- The government delegate in Cantabria and the general director of Attention to the Victims of Democratic Memory visited the cemetery of Mirones where the Aranzadi society carries out the work
The Government of Spain, through the Ministry of Territorial Policy and Democratic Memory, promotes and finances the search, exhumation and identification of the remains of three Republican combatants who were killed in 1937 and buried in a common grave next to the parish cemetery in the town of Mirones, in the municipality of Miera.
The work, commissioned by the Government to the Heroes of the Republic Association and developed by the specialized scientific society Aranzadi, began this week in the cemetery of Mirones and seeks to give “dignity, justice and reparation” to the victims and their families.
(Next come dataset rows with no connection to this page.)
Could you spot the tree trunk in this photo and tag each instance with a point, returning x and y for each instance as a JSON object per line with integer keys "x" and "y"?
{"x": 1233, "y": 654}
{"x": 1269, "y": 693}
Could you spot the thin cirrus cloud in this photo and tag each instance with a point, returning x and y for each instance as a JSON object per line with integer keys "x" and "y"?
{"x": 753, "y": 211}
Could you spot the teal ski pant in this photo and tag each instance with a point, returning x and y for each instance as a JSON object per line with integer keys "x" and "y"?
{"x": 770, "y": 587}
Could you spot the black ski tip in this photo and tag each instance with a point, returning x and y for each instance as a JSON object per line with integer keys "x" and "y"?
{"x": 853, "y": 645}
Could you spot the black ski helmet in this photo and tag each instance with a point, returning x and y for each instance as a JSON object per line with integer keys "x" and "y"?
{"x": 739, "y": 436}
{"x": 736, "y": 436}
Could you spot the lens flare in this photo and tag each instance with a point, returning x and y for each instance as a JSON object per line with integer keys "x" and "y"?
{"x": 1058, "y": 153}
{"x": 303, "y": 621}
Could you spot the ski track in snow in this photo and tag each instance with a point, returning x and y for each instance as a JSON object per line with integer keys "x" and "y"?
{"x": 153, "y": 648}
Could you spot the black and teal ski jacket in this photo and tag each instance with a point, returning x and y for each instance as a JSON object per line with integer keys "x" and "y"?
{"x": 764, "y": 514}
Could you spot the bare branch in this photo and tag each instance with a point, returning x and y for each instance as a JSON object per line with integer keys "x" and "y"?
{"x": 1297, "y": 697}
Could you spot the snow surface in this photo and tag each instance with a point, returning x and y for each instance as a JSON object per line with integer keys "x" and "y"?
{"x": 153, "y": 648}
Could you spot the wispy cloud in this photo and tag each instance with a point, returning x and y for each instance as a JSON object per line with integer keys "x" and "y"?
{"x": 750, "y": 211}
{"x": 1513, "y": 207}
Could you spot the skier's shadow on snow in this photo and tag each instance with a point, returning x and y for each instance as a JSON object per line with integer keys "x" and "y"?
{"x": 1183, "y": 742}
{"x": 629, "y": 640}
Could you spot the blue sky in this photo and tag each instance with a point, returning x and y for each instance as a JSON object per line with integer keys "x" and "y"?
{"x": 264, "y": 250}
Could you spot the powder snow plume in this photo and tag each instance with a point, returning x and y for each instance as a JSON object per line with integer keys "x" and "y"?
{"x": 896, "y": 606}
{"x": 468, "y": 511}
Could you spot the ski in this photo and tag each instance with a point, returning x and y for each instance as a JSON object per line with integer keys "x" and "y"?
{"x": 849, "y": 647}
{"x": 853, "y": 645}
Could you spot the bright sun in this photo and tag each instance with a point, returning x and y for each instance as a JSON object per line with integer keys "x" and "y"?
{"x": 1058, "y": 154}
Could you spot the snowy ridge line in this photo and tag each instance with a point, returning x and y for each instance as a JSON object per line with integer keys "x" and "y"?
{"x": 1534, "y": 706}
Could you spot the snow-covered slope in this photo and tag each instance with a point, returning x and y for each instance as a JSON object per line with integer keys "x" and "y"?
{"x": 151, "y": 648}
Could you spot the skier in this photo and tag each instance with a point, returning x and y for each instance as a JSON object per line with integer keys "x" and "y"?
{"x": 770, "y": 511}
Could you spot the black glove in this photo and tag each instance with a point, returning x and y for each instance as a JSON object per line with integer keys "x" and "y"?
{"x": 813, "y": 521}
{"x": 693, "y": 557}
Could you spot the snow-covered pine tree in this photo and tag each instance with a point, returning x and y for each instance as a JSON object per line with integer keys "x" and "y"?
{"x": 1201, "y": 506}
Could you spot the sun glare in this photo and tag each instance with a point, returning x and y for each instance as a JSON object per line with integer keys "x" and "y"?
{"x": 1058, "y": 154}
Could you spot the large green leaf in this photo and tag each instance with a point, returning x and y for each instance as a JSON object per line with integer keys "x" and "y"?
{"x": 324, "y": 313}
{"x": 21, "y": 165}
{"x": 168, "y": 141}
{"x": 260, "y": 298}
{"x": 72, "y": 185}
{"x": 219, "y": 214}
The government delegate in Cantabria, Pedro Casares, and the general director of Attention to the Victims of Democratic Memory, Zoraida Hijosa, visited on Thursday the cemetery of Mirones together with the president of the Heroes of the Republic Association, Jorge Suárez, and the prosecutor delegate of Human Rights and Democratic Memory in the Prosecutor's Office of Cantabria, Carlos Yáñez.
Casares has detailed that in the common grave of the cemetery of Mirones is sought “three soldiers in republicans who were shot, who were killed in the Civil War in 1937” and with this search, exhumation and identification work it is about “giving them the dignity they deserve, to them and their families”.
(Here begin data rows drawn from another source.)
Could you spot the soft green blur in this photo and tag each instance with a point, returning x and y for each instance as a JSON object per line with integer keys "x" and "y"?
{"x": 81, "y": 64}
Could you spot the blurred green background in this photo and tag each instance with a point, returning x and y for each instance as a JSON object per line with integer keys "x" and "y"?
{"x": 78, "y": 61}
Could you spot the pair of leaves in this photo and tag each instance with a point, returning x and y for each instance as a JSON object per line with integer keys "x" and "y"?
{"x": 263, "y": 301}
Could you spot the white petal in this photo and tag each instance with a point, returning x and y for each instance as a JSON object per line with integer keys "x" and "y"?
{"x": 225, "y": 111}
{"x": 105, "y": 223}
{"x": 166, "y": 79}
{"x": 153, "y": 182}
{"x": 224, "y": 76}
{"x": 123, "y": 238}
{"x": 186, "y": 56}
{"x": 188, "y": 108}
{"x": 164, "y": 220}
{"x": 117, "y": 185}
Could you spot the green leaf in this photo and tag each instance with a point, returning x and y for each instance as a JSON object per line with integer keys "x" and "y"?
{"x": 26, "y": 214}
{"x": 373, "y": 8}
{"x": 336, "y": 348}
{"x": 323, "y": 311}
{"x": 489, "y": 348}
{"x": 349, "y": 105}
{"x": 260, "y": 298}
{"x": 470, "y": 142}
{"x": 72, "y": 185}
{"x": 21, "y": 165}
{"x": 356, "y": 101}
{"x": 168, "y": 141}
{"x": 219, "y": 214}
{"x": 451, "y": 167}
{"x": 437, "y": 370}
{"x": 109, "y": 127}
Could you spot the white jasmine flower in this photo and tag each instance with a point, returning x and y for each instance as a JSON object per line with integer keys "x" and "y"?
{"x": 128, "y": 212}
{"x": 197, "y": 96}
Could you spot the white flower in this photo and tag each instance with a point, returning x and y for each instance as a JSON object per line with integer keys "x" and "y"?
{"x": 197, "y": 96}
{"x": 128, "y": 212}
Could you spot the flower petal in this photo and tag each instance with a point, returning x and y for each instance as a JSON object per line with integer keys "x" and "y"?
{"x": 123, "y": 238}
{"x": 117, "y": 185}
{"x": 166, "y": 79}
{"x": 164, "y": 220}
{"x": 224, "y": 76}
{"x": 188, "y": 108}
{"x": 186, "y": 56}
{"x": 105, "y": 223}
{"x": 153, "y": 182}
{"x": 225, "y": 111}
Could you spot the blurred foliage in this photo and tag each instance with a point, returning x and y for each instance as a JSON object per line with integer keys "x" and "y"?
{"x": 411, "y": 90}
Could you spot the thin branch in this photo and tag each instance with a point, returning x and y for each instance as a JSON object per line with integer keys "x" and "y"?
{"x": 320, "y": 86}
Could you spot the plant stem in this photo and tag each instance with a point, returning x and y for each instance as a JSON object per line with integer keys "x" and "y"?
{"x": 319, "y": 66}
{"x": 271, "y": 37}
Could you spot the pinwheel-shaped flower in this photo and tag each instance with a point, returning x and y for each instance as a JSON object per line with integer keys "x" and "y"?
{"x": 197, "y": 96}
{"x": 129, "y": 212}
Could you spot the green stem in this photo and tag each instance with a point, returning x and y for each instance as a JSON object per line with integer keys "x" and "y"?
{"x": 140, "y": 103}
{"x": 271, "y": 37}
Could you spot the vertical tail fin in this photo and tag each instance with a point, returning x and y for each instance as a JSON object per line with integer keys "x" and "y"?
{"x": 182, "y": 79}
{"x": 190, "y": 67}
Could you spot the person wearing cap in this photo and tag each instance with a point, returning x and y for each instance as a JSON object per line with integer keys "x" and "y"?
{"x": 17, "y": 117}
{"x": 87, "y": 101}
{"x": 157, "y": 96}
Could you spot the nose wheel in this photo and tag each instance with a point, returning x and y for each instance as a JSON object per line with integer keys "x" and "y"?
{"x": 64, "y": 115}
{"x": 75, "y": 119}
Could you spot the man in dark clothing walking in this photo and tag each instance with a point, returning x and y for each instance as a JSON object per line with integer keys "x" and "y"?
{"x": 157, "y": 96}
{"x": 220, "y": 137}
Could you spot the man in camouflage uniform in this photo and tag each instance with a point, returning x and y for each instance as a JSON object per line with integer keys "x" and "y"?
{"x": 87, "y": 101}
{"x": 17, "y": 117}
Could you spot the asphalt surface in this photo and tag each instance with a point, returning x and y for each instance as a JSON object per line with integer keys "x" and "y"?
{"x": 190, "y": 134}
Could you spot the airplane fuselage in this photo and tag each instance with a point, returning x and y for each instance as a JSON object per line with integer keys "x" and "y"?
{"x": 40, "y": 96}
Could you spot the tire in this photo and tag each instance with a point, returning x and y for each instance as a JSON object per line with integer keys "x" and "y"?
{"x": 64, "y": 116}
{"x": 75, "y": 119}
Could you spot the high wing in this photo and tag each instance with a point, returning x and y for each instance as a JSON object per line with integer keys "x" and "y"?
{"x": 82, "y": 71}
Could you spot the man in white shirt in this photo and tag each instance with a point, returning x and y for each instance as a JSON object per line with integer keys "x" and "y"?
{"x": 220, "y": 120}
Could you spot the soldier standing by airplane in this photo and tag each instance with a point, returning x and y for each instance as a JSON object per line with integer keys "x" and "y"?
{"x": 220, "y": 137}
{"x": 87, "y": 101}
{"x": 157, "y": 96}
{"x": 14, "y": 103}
He has indicated that the Heroes of the Republic Association asked the Government of Spain to carry out this work but, initially and on several occasions, asked the regional executive that “it has done nothing”, something that the delegate regretted because “Mrs. Buruaga said that the repeal of the Cantabrian Memory Law was not going to stop the exhumations and it was a lie”.
In addition, he has warned that in Cantabria the autonomous law is being violated because, he recalled, the Law of Historical and Democratic Memory is “fully in force” when the Constitutional Court decrees the suspension of the law of derogation of the same.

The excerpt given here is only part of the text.